Closed form for binomial coeff sum

Question

As part of a proof in finite group theory, I'm looking for a closed form for the expression

$$\sum_{i=j+1}^{n} \binom{\binom{i}{j}}{2}$$

Any help - especially with reference or proof - would be appreciated. In the group theory context, there is strong evidence that the overall result is correct, but having a closed form here would be the most obvious way to construct a proof.

I don't know if a closed form exists, but computation of special cases suggests the sum is equal to

$$\frac{(n-j)(n-(j-1))...(n-1)n(n+1)p_j(n)}{(2j+1)!}$$

Where $p_j(n)$ is a polynomial with integer coefficients of degree $j-1$. In fact, the leading coefficient of $p_j$ appears to be $\binom{2j-1}{j-1}$. In general $p_j$ is not irreducible.

I really just need to know that factor of $(n+1)$ is present, but to prove that by induction on $n$ it seems I would need a precise formula for $p_j$. Since I can compute $p_j$ for given $j$, I know this formula is correct for $j=1,2,3,$ and $4$.

Thanks.

Answer 1

$$\sum_{i=j+1}^n {i \choose j}$$ has a simple closed form.

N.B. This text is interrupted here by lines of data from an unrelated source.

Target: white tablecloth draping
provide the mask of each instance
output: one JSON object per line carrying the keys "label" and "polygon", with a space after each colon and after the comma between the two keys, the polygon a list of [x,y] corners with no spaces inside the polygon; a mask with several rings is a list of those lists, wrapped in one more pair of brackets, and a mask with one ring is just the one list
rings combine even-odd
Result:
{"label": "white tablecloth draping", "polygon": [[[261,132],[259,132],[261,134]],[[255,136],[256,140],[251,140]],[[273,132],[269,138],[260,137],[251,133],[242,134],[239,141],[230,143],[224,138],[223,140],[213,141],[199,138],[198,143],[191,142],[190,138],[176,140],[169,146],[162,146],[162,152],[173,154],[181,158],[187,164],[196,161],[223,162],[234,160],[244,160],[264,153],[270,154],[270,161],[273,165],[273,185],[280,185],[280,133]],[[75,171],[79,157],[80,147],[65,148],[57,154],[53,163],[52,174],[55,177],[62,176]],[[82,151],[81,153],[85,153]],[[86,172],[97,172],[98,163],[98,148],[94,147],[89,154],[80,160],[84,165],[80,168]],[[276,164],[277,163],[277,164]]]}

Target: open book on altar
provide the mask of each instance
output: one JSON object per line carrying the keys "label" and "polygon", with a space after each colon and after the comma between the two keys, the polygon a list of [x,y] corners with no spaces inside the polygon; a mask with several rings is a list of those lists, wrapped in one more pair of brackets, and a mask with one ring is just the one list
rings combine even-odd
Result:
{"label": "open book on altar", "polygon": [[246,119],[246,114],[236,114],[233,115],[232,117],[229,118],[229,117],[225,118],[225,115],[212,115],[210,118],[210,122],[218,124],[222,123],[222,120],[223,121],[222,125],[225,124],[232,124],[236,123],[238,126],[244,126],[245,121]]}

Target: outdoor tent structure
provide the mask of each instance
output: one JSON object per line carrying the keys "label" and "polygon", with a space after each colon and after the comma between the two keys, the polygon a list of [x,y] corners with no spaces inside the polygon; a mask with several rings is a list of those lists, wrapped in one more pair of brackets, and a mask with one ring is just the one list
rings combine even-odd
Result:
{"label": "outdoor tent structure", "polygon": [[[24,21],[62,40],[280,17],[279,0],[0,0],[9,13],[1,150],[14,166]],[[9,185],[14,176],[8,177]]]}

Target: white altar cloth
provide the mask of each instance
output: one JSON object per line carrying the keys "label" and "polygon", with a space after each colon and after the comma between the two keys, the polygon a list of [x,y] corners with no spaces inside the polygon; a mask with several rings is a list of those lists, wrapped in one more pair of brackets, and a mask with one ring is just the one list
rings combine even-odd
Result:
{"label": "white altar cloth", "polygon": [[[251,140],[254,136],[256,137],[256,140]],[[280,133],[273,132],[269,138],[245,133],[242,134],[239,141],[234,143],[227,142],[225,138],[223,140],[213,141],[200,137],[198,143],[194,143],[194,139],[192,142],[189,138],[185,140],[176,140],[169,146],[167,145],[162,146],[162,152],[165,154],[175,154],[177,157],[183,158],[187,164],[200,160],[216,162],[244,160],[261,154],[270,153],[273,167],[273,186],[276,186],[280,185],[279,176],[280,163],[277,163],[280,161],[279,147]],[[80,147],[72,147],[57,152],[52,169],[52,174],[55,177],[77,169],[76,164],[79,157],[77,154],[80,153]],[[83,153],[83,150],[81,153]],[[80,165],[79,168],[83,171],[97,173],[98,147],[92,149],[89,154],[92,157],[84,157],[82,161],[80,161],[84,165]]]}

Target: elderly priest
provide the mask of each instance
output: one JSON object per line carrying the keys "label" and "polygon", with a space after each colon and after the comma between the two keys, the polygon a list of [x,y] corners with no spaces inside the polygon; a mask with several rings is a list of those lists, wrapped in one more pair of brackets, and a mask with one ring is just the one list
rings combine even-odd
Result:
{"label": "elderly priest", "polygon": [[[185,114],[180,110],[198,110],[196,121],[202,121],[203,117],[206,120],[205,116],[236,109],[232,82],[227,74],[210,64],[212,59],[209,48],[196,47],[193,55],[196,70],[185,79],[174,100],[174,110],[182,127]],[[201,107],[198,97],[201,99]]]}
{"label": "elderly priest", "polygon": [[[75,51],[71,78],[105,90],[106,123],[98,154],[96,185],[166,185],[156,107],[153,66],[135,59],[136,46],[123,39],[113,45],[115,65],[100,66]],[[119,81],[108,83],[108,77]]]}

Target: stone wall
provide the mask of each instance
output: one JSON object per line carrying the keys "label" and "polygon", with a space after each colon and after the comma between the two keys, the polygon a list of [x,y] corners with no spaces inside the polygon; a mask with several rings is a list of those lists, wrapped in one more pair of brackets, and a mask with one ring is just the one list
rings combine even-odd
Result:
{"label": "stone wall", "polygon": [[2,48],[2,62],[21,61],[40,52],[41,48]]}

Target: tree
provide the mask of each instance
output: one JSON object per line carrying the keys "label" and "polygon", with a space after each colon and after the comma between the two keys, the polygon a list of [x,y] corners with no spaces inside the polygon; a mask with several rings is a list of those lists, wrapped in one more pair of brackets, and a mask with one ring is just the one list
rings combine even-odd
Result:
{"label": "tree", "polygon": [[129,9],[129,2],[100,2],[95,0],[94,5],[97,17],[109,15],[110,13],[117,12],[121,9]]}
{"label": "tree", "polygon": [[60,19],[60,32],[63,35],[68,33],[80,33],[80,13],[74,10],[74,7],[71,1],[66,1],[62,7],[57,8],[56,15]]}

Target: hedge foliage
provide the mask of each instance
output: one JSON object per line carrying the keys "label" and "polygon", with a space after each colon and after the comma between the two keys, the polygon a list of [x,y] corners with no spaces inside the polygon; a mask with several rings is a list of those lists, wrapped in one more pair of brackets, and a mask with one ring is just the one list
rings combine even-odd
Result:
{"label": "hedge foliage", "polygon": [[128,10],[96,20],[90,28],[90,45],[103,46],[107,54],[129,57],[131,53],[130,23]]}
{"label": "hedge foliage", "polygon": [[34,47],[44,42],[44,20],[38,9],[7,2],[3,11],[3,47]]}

It appears that $$ \sum_{i=j+1}^n {i \choose j}^2 = \lim_{x \to 1-} \left(\left( j+1 \right) ^{2}{x}^{j+1} {\mbox{$_3$F$_2$}(1,j+2,j+2;\,2,2;\,x)}- {n+1\choose j} ^{2}{x}^{n+1}{\mbox{$_3$F$_2$}(1,2+n,2+n;\,2+n-j,2+n-j;\,x)} \right)$$

Answer 2

It is not hard to show that the factor $n+1$ is present.

Theorem. Let $p(i)$ be a polynomial. Then there exists a polynomial $P(n)$ such that for $i\ge0$ we have $\sum_{i=0}^n p(i)= P(n)$, and $P(n)$ is divisible by $n+1$.

Proof. The existence of the polynomial $P(n)$ is well known. To show that $P(n)$ is divisible by $n+1$ it suffices to show that $P(-1) = 0$. But $$P(n) = -p(-1) +\sum_{i=-1}^n p(i),$$ and this formula is valid for $n\ge-1$. Thus $P(-1) = -p(-1) +p(-1) =0$.

A slightly different point of view makes this result seem more obvious. Let $p$ be a polynomial. Then by finite differences or otherwise there is a unique polynomial $Q$ such that $Q(i+1)-Q(i)=p(i)$ for all $i$ (all we need is $i\ge0$) and $Q(0) = 0$. By induction, we have $\sum_{i=0}^{n-1} p(i) = Q(n)$ for all $n\ge0$, where, as usual, $\sum_{i=0}^{-1}$ is 0 by definition. Since $Q(0) =0$, $Q(n)$ is divisible by $n$, so $\sum_{i=0}^n p(i) = Q(n+1)$ is divisible by $n+1$.

Another (slightly more complicated, but self-contained) way to prove the theorem is to note that it holds for the basis of polynomials $p(i) = \binom{i}{k}$, since $\sum_{i=0}^n \binom{i}{k}=\binom{n+1}{k+1}$, which is divisible by $n+1$.

Answer 3

Mathematica says:

$$ \frac{1}{2} \left(\frac{\frac{\Gamma (-j-1) \Gamma (-j) \binom{n+1}{j} \Gamma (-j+n+2)}{\Gamma (-j+n+1)}+\Gamma (-2 j-1)}{\Gamma (-j)^2}-\binom{n+1}{j}^2 \, _3F_2(1,n+2,n+2;-j+n+2,-j+n+2;1)\right) $$ I am not quite sure what to make of the Gammas with negative integer arguments, but there you have it.